I clung to this sentiment for dear life- because I felt trapped in Byron’s “melancholic merriment” - a walking, talking, contradiction.
I had- and still have- a deep, cerebral faith and spirituality. However, I also battled a near constant depression. I also, as it were, had a crush… on a boy.
This story- my story- is not an easy one to share. Frankly, it’s also one I don’t feel most of you deserve to hear. Those closest to me have been privy to my struggles with sexuality, faith and mental health for some time. So, I don’t share this for them, nor am I writing seeking praise, stale platitudes or some kind of public sympathy.
I share this for other enigmas like me.
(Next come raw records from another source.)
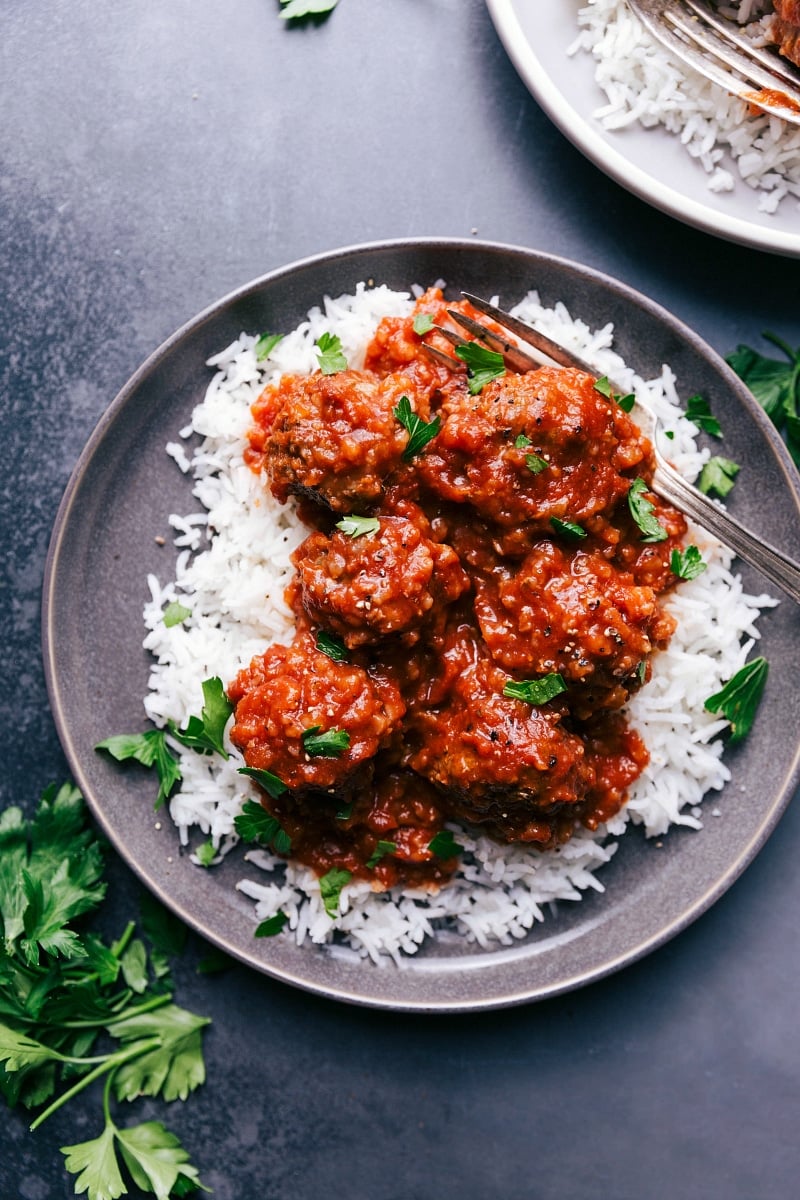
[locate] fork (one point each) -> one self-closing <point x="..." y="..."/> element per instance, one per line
<point x="774" y="564"/>
<point x="717" y="48"/>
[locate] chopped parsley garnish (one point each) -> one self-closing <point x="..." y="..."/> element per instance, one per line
<point x="569" y="528"/>
<point x="151" y="750"/>
<point x="444" y="845"/>
<point x="295" y="10"/>
<point x="330" y="358"/>
<point x="205" y="732"/>
<point x="271" y="927"/>
<point x="687" y="564"/>
<point x="330" y="889"/>
<point x="482" y="365"/>
<point x="739" y="700"/>
<point x="419" y="432"/>
<point x="175" y="613"/>
<point x="535" y="463"/>
<point x="642" y="513"/>
<point x="356" y="527"/>
<point x="268" y="780"/>
<point x="254" y="823"/>
<point x="625" y="402"/>
<point x="265" y="345"/>
<point x="332" y="646"/>
<point x="380" y="851"/>
<point x="61" y="990"/>
<point x="330" y="744"/>
<point x="535" y="691"/>
<point x="717" y="477"/>
<point x="775" y="384"/>
<point x="699" y="413"/>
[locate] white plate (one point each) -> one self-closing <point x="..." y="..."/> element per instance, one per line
<point x="651" y="163"/>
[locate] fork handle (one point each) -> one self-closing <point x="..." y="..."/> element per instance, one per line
<point x="776" y="567"/>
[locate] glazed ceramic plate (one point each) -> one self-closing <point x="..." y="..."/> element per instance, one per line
<point x="104" y="544"/>
<point x="651" y="163"/>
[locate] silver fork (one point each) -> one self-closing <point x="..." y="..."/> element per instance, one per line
<point x="774" y="564"/>
<point x="717" y="48"/>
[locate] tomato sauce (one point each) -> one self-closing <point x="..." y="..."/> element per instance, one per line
<point x="501" y="552"/>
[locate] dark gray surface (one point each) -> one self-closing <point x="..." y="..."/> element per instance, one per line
<point x="154" y="157"/>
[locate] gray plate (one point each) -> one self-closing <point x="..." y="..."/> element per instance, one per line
<point x="104" y="544"/>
My depressed high-school friends eating lunch alone in quiet libraries - jaded millennials clinging to faith by a thread because they feel the Kingdom has no room for people like “them” - for the college student thinking of taking his own life because an inescapable aspect of himself is seemingly at odds with the grace of Jesus Christ.
I have lost too many friends to self-harm over this issue to stay silent any longer.
Which is why, in the coming days and weeks, I’m going to unpack more of my story than I’ve shared before.
I’m no activist or theologian- but if sharing my own thoughts & experiences with sexuality, mental illness, and faith can help someone struggling to find themselves- then it’s worth the exchange of personal privacy.
For now though, I leave you with this closing thought: what other people think about you means nothing in comparison to what you believe about yourself.
We’re never as alone as we feel like we are… your story matters, and so do you; for you contain The multitudes.